Re-typing Parent Class Attributes in TypeScript

I was recently working on converting some code away from Backbone.js and toward Spina, our TypeScript Backbone “successor” used in Review Board, and needed to override a type from a parent class.

(I’ll talk about why we still choose to use Backbone-based code another time.)

We basically had this situation:

class BaseClass {
    summary: string | (() => string) = 'BaseClass thing doer';
    description: string | (() => string);
}

class MySubclass extends BaseClass {
    get summary(): string {
        return 'MySubclass thing doer';
    }

    // We'll just make this a standard function, for demo purposes.
    description(): string {
        return 'MySubclass does a thing!';
    }
}

TypeScript doesn’t like that so much:

Class 'BaseClass' defines instance member property 'summary', but extended class 'MySubclass' defines it as an accessor.

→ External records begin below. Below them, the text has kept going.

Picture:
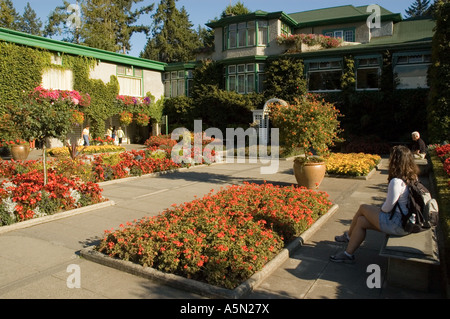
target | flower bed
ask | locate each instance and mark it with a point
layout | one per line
(222, 238)
(24, 196)
(443, 152)
(64, 151)
(131, 163)
(352, 164)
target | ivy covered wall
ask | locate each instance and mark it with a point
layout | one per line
(21, 70)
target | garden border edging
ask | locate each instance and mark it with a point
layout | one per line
(201, 288)
(56, 216)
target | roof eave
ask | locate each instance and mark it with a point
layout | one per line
(17, 37)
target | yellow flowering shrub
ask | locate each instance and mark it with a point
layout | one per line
(64, 151)
(352, 164)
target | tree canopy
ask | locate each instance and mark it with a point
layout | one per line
(420, 8)
(173, 39)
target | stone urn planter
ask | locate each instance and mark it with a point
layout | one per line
(20, 151)
(309, 174)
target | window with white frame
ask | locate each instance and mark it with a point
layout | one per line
(245, 78)
(246, 34)
(285, 29)
(178, 83)
(57, 79)
(324, 75)
(411, 70)
(130, 80)
(348, 35)
(368, 72)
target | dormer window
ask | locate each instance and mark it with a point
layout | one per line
(348, 35)
(246, 34)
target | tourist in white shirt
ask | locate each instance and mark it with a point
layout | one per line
(402, 170)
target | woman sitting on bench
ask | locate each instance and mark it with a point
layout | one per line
(402, 170)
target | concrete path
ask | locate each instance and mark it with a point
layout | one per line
(34, 261)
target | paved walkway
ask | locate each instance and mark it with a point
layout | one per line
(34, 260)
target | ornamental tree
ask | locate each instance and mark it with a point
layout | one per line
(49, 114)
(308, 123)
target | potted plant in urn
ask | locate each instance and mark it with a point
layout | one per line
(12, 134)
(312, 125)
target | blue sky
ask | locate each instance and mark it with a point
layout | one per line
(200, 11)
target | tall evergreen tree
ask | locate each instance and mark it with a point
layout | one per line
(61, 23)
(9, 18)
(108, 24)
(29, 22)
(439, 76)
(419, 8)
(238, 9)
(173, 39)
(102, 24)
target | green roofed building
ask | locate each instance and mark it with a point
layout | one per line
(244, 43)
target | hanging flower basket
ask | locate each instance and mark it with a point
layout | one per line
(126, 118)
(77, 117)
(142, 119)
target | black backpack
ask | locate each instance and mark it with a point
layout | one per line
(422, 206)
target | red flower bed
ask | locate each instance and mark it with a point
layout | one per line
(444, 154)
(132, 163)
(24, 196)
(222, 238)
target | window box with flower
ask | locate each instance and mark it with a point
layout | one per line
(312, 125)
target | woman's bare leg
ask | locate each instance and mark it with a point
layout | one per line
(367, 217)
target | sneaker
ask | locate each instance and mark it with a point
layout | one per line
(342, 257)
(343, 238)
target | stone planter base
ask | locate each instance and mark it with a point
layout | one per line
(20, 152)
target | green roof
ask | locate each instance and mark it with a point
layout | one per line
(341, 14)
(326, 16)
(22, 38)
(408, 35)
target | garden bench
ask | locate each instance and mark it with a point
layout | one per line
(413, 260)
(423, 165)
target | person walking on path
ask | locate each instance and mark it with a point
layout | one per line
(402, 171)
(120, 135)
(85, 136)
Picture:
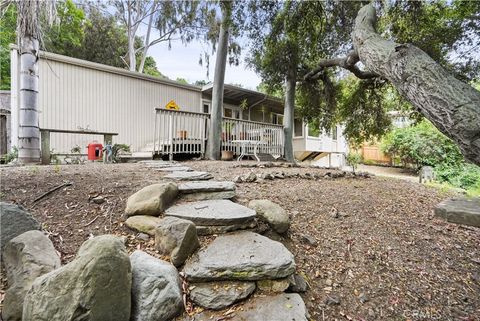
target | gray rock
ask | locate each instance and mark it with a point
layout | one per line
(250, 178)
(464, 211)
(219, 295)
(189, 176)
(203, 196)
(243, 256)
(222, 229)
(278, 285)
(206, 186)
(174, 169)
(96, 286)
(177, 238)
(151, 200)
(98, 200)
(332, 300)
(281, 307)
(297, 284)
(19, 221)
(156, 291)
(213, 212)
(25, 258)
(143, 223)
(271, 213)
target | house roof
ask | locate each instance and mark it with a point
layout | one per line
(238, 94)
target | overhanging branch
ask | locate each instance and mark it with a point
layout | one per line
(349, 62)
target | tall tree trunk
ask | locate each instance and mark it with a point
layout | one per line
(215, 132)
(451, 105)
(28, 132)
(147, 40)
(288, 114)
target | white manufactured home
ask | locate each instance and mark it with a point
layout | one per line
(157, 116)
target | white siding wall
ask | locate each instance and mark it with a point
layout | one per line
(75, 93)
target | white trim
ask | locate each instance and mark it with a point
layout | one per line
(114, 70)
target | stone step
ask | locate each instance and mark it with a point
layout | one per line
(464, 211)
(189, 176)
(203, 186)
(242, 256)
(281, 307)
(206, 190)
(213, 212)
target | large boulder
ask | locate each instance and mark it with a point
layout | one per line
(272, 214)
(156, 291)
(464, 211)
(151, 200)
(189, 176)
(213, 212)
(281, 307)
(96, 286)
(143, 223)
(15, 220)
(177, 238)
(243, 256)
(219, 295)
(25, 258)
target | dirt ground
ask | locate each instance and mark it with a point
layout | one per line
(383, 256)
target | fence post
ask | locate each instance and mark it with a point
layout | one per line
(45, 146)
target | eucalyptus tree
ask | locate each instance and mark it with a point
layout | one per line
(286, 38)
(169, 20)
(222, 33)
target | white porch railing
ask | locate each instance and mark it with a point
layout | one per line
(182, 132)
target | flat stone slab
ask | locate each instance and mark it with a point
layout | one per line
(464, 211)
(243, 256)
(281, 307)
(213, 212)
(174, 169)
(202, 196)
(203, 186)
(189, 176)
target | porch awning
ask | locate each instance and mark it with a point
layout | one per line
(236, 95)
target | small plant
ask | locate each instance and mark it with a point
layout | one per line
(353, 159)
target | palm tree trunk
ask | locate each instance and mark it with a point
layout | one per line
(288, 114)
(28, 132)
(215, 132)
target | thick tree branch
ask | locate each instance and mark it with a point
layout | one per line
(348, 62)
(451, 105)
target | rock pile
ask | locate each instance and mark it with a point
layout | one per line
(103, 283)
(252, 177)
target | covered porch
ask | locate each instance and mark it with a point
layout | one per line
(251, 125)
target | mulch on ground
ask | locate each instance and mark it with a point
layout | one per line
(370, 248)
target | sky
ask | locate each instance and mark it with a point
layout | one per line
(182, 62)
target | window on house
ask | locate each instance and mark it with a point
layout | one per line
(206, 108)
(334, 133)
(298, 127)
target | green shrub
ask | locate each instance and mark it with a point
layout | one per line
(421, 145)
(353, 159)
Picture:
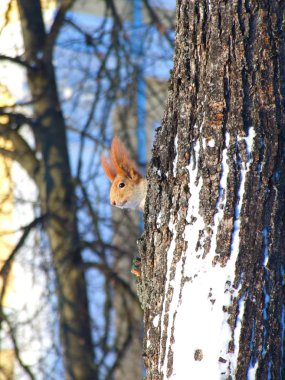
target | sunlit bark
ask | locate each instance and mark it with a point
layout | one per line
(213, 251)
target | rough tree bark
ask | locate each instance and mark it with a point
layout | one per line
(217, 261)
(53, 177)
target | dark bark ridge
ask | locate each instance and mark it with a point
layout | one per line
(228, 81)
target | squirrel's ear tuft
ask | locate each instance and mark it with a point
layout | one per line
(108, 168)
(121, 160)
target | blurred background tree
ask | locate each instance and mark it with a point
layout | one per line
(73, 74)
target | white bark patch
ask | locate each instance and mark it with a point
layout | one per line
(211, 143)
(201, 320)
(176, 157)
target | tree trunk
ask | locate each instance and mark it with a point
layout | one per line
(213, 257)
(57, 198)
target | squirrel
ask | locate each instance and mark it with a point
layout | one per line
(128, 189)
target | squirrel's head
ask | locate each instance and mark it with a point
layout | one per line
(127, 189)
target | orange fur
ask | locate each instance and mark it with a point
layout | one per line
(122, 163)
(108, 168)
(121, 169)
(120, 158)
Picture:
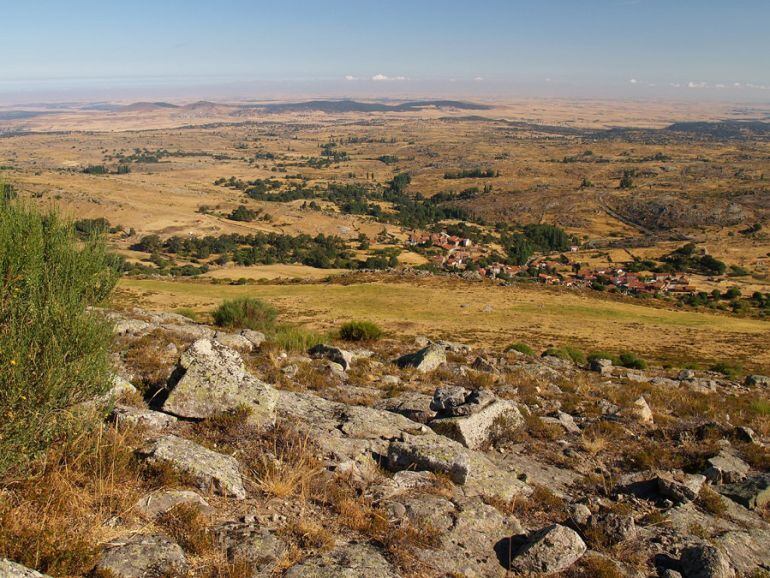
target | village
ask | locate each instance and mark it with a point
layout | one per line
(453, 253)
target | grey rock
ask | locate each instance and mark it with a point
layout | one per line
(758, 381)
(601, 366)
(705, 561)
(477, 473)
(424, 360)
(249, 542)
(680, 487)
(335, 354)
(142, 556)
(473, 431)
(350, 561)
(210, 470)
(413, 405)
(553, 549)
(157, 503)
(726, 468)
(234, 341)
(211, 379)
(10, 569)
(146, 418)
(752, 493)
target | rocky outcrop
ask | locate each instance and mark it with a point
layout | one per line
(141, 556)
(211, 379)
(350, 561)
(210, 471)
(469, 417)
(548, 551)
(424, 360)
(10, 569)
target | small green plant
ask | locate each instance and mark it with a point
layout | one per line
(729, 369)
(360, 331)
(631, 361)
(521, 348)
(245, 313)
(292, 338)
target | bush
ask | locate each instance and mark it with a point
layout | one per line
(360, 331)
(53, 351)
(521, 348)
(631, 361)
(245, 313)
(594, 355)
(293, 338)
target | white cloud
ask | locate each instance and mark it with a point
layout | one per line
(384, 78)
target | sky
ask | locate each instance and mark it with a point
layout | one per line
(594, 48)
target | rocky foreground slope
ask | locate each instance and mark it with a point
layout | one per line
(431, 459)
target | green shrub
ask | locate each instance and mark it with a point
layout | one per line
(729, 369)
(594, 355)
(292, 338)
(521, 348)
(631, 361)
(245, 313)
(53, 351)
(360, 331)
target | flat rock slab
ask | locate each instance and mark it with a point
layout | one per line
(549, 551)
(351, 561)
(10, 569)
(211, 379)
(473, 470)
(753, 492)
(142, 556)
(157, 503)
(424, 360)
(210, 470)
(473, 430)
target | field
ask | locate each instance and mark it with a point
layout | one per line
(555, 162)
(485, 315)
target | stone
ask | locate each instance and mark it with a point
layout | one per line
(726, 468)
(447, 398)
(473, 470)
(580, 514)
(424, 360)
(335, 354)
(211, 379)
(705, 561)
(10, 569)
(550, 550)
(349, 561)
(141, 556)
(758, 381)
(752, 493)
(209, 470)
(234, 341)
(473, 431)
(250, 543)
(601, 366)
(413, 405)
(641, 412)
(256, 338)
(680, 487)
(153, 505)
(145, 418)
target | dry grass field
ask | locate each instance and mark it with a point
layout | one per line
(485, 315)
(709, 189)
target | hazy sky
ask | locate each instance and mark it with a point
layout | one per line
(583, 47)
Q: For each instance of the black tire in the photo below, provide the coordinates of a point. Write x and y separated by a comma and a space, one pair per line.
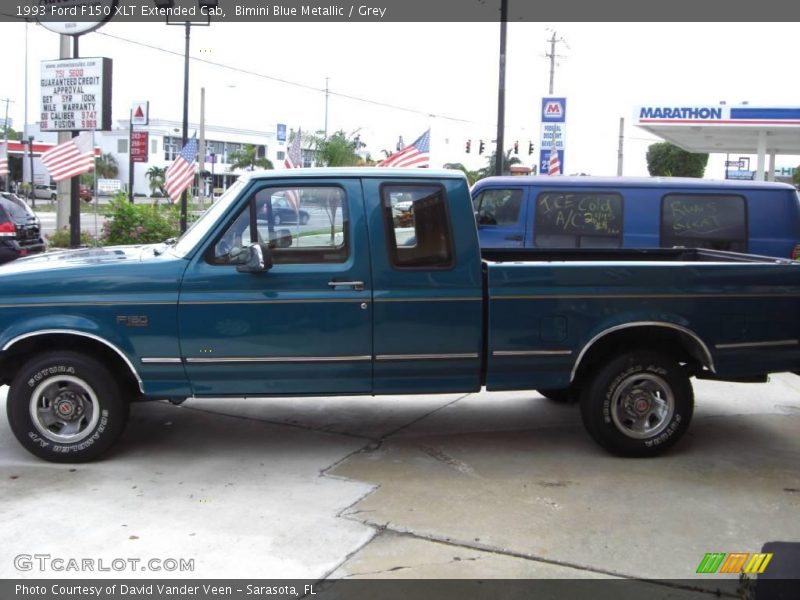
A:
562, 395
638, 404
79, 409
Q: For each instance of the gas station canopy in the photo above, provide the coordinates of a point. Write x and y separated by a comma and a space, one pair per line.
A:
761, 130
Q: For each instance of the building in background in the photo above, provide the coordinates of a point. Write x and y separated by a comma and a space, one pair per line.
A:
164, 143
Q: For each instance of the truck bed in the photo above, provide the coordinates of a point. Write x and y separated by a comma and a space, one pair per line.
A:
623, 255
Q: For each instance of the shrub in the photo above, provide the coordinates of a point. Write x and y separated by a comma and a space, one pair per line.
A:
139, 223
60, 238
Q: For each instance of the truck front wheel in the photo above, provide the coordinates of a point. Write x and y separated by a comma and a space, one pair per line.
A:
66, 407
638, 404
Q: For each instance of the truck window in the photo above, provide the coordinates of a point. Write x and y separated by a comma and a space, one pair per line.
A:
578, 220
498, 207
717, 222
418, 226
301, 225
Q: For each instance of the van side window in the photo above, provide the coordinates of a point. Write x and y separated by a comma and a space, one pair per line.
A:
578, 220
498, 207
417, 226
709, 221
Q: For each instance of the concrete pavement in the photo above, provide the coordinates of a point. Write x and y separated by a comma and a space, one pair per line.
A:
487, 485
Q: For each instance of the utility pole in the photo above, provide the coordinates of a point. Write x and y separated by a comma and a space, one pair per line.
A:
499, 155
552, 56
5, 136
5, 122
326, 106
63, 186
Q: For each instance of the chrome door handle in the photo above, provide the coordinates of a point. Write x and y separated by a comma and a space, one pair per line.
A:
356, 285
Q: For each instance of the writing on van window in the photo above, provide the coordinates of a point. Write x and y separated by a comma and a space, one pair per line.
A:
702, 217
707, 221
579, 214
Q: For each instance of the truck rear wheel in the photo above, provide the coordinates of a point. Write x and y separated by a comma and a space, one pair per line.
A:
66, 407
638, 404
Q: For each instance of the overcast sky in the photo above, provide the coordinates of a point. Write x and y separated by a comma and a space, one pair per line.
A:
446, 72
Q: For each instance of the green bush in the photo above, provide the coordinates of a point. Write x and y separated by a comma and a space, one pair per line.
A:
60, 238
139, 223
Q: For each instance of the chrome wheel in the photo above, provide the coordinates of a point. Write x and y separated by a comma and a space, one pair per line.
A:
642, 405
64, 409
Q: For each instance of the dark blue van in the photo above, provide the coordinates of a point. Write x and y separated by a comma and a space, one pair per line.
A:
756, 217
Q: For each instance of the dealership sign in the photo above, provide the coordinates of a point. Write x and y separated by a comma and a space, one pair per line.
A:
74, 17
76, 94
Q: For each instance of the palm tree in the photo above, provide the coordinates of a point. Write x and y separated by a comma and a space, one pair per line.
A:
156, 176
472, 176
247, 159
106, 166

Class 'BaseClass' defines instance member property 'description', but extended class 'MySubclass' defines it as instance member function.

Clearly it doesn’t want me to override these members, even though one of the allowed values is a callable returning a string! Which is what we wrote, darnit!!

So what’s going on here?

How ES6 class members work

If you’re coming from another language, you might expect members defined on the class to be class members. For example, you might think you could access BaseClass.summary directly, but you’d be wrong, because these are instance members.